Interactive alerts from a clinical decision-support (CDS) system improved care and outcomes for HIV patients more than static alerts, according to a study published in the Annals of Internal Medicine.
Researchers from Boston's Massachusetts General Hospital looked at the 1,011 patients, divided between the two types of alerts at a large outpatient clinic. The 33 doctors were not aware of into which group the patients were assigned.
Based on automated nightly check of hospital databases, the CDS system generated alerts for virologic failure, evidence of suboptimal followup, and 11 abnormal laboratory results.
The researchers compared alerts that appeared only on the patient's electronic medical records page (control group) with a new type of alert that appeared on the provider's home page and in biweekly emails. The new alert included hyperlinks to previous labs, appointment histories and other previous alerts, MedPage Today reported.
Researchers primarily measured the count of CD4-positive T cells during the year-long study. They found significant improvement of 5.3 cells per cubic millimeter of blood among patients in the intervention group, compared with 3.2 for patients in the control group.
Three rules on missed appointments were created, as well as a category of "high-risk" patients who had a history of skipping appointments.

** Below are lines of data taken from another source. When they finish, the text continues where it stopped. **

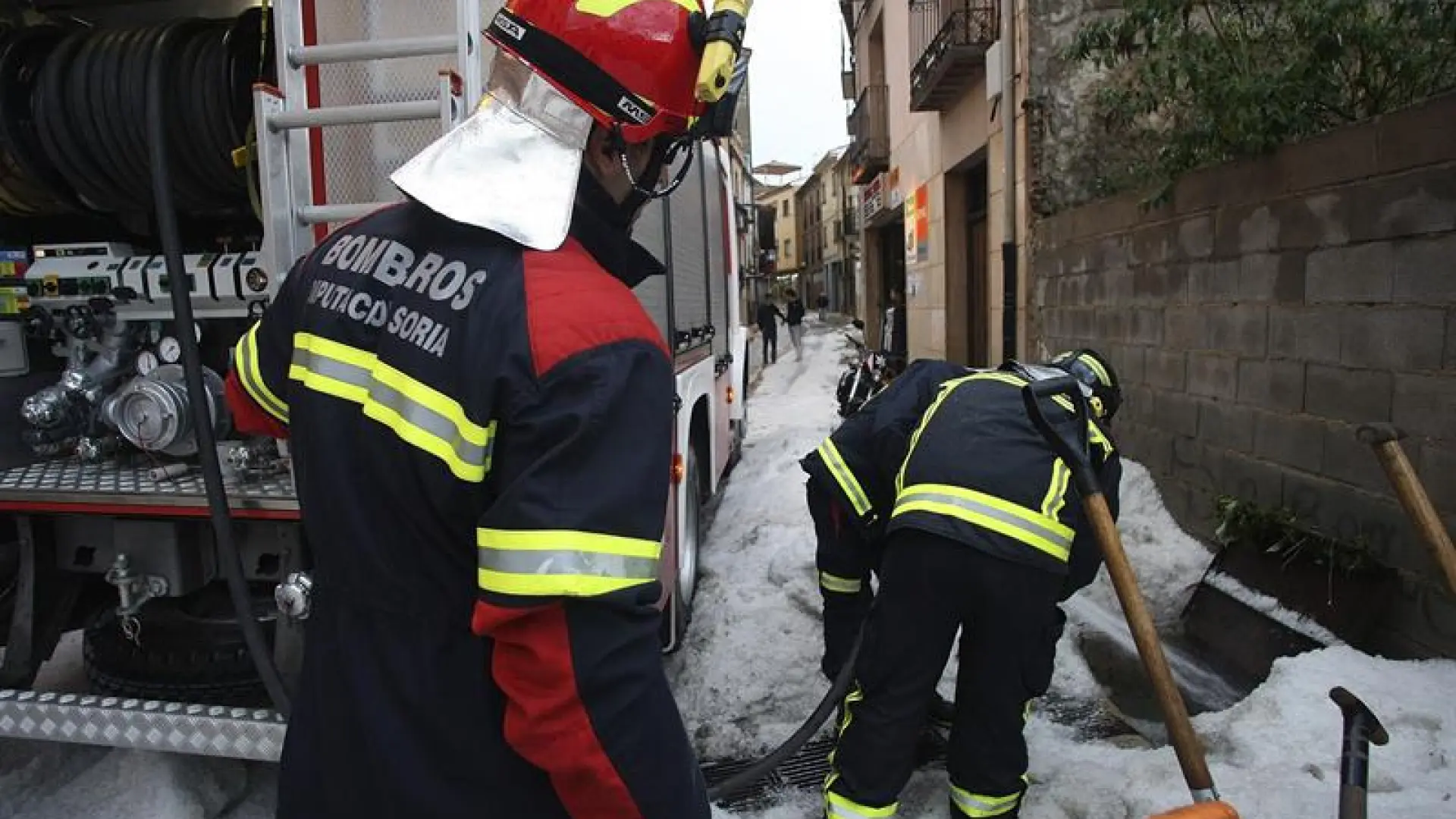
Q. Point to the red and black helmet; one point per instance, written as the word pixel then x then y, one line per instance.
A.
pixel 1094 371
pixel 632 64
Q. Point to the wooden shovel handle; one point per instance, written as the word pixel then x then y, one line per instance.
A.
pixel 1180 727
pixel 1386 444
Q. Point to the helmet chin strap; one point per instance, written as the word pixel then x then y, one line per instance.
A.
pixel 620 215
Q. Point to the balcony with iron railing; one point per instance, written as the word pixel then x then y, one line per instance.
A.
pixel 948 42
pixel 870 134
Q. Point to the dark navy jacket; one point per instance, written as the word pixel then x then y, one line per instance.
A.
pixel 482 445
pixel 861 458
pixel 982 474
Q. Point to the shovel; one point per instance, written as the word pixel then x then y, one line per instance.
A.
pixel 1385 439
pixel 1169 700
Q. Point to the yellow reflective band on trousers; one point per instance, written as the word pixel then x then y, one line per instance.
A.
pixel 419 414
pixel 840 585
pixel 840 808
pixel 981 509
pixel 560 563
pixel 979 805
pixel 251 376
pixel 843 477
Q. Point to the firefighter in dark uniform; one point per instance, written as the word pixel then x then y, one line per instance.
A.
pixel 481 422
pixel 851 493
pixel 983 538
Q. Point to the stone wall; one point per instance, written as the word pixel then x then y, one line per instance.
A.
pixel 1263 314
pixel 1059 104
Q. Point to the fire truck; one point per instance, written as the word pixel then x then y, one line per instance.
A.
pixel 281 121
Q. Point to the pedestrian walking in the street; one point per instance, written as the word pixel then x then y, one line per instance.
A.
pixel 986 538
pixel 485 509
pixel 767 319
pixel 851 493
pixel 795 321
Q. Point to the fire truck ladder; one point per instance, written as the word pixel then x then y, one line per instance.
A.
pixel 284 117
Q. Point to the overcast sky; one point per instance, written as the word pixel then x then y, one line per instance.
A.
pixel 794 80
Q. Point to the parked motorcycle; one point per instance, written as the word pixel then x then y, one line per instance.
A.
pixel 871 372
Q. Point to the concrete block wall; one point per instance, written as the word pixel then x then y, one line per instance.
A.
pixel 1266 312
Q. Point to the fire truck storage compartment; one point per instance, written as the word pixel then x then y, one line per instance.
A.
pixel 688 229
pixel 720 237
pixel 180 551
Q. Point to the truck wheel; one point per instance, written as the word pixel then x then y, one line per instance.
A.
pixel 191 651
pixel 9 576
pixel 691 538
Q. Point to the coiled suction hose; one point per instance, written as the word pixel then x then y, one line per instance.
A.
pixel 791 746
pixel 231 560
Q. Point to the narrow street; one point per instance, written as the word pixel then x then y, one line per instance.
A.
pixel 750 673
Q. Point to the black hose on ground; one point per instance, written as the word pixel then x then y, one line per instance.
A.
pixel 229 558
pixel 791 746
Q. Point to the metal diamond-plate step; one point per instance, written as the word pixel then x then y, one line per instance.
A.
pixel 69 480
pixel 808 768
pixel 145 725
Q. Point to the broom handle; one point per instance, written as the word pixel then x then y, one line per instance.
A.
pixel 1150 651
pixel 1385 439
pixel 1145 635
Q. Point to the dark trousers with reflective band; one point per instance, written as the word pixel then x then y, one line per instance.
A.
pixel 1009 626
pixel 843 564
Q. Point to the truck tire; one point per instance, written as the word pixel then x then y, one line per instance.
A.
pixel 9 576
pixel 191 651
pixel 679 614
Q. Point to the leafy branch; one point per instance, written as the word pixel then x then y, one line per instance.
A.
pixel 1199 82
pixel 1282 534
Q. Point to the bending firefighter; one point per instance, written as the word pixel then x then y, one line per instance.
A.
pixel 851 493
pixel 986 538
pixel 481 417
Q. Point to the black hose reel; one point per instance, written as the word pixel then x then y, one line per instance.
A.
pixel 174 44
pixel 73 133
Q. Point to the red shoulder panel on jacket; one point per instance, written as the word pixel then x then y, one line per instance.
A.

After a suboptimal follow-up alert, the intervention group's next appointment was scheduled in 1.71 months, compared with 3.48 months for the control patients. No difference was found in the rate of virologic failure.
More than 90 percent of participating providers supported making the new alerts part of the clinic's standard care, according to MedPage Today.
Though previous research has shown that text messaging can improve HIV medication compliance and reduce medication errors by using EHRs, the Boston researchers said they wanted to address the lack of evidence that CDS systems, in particular, improve outcomes for HIV patients.
CDS systems topped hospital leaders IT wish lists for the next year in a Black Book Rankings survey. They provide the best return on investment among EHR functions, according to research in the American Journal of Managed Care.
Rand Corp. research called for improvement of CDS systems, however, to better align research with clinical practice.